SALGIN DÖNEMİNDE EVDEN ÇIKMADIM
Covid-19 salgını nedeni ile uzun süre evlere kapanmak zorunda kaldıklarını ifade eden Batu şu şekilde konuştu: Geçen yılın Mart ayından bu yana tüm dünya çok enteresan bir süreçten geçiyor. Ben de virüs nedeni ile evimdeydim. Bu zamanda yabancı filmler izledim, dışarıya fazla çıkmadan çalıştım. Geçen sezon birlikte oynadığımız Serdar abi ile (Serdar Ümit Deniz) bilgisayardan futbol maçı yaptım.

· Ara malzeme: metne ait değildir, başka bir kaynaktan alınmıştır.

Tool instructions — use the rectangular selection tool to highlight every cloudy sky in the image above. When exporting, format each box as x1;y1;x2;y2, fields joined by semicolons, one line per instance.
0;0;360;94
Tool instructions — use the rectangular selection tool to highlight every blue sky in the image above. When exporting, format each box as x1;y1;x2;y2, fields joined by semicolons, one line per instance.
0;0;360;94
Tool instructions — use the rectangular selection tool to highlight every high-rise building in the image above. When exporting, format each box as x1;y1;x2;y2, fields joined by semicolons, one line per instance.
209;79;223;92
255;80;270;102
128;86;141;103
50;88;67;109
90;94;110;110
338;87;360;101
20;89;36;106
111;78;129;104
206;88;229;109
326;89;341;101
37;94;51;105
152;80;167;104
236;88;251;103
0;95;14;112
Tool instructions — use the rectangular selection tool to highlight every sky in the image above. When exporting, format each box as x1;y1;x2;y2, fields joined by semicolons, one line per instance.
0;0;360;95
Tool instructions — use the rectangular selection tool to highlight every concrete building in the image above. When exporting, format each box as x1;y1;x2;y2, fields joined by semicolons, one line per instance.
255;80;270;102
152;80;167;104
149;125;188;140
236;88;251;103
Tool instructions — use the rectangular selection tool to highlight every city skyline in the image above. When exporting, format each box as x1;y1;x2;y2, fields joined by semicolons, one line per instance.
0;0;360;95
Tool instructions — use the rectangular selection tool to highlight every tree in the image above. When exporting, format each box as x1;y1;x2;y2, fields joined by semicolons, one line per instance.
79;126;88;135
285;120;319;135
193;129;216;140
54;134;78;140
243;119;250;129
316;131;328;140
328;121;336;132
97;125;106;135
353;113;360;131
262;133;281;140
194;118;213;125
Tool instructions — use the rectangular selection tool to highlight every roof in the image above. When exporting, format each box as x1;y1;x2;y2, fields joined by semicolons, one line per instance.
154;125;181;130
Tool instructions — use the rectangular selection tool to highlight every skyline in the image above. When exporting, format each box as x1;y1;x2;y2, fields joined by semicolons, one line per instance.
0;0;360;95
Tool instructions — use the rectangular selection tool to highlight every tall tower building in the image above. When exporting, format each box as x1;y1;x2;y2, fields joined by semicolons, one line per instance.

İLK BAŞLARDA ÇOK ÜZÜLÜYORDUM
Futbola, Beşiktaş’ın PAF takımında da oynayan babam sayesinde başladım. Babam “Ben olamadım bari oğlum futbolcu olsun” diyerek benimle çok ilgilendi. Küçükken de futbolu çok seviyordum. Gazete kağıtlarından top yapar oynardım. Fenerbahçe’nin seçmelerine gittim ve orada beğenildim. Boyum kısaydı. Bana “Boyun uzamayacak” dediklerinde üzülüyordum. Sol bek oynuyordum. Bir yaz mevsiminde 10-15 santim birden uzadım ve stopere geçtim.
ÇOK DOĞRU BİR KARAR VERDİM… İYİ Kİ GELMİŞİM
Kocaelispor’a geliş sürecim şu şekilde oldu: 2 sezon önce Fethiyespor ile görüşmek için Muğla’ya giderken bir abi aradı “Kocaeli’ye gel” dedi. Ben de “Abi görüşmeye gidiyorum. Gitmezsem ayıp olur” dedim. O abi “Tamam… Görüş ama imza atma” dedi. Fethiyespor ile görüştüm. Şartlar anlaşılacak gibiydi. Ancak kendilerine bir takımla görüşeceğimi kararımı da ona göre vereceğimi söyledim. Kocaelispor’dan aradılar ve ertesi gün Kartepe’ye gittim. Hemen anlaştık. İyi ki de böyle bir karar vermiş, Kocaelispor’a gelmişim.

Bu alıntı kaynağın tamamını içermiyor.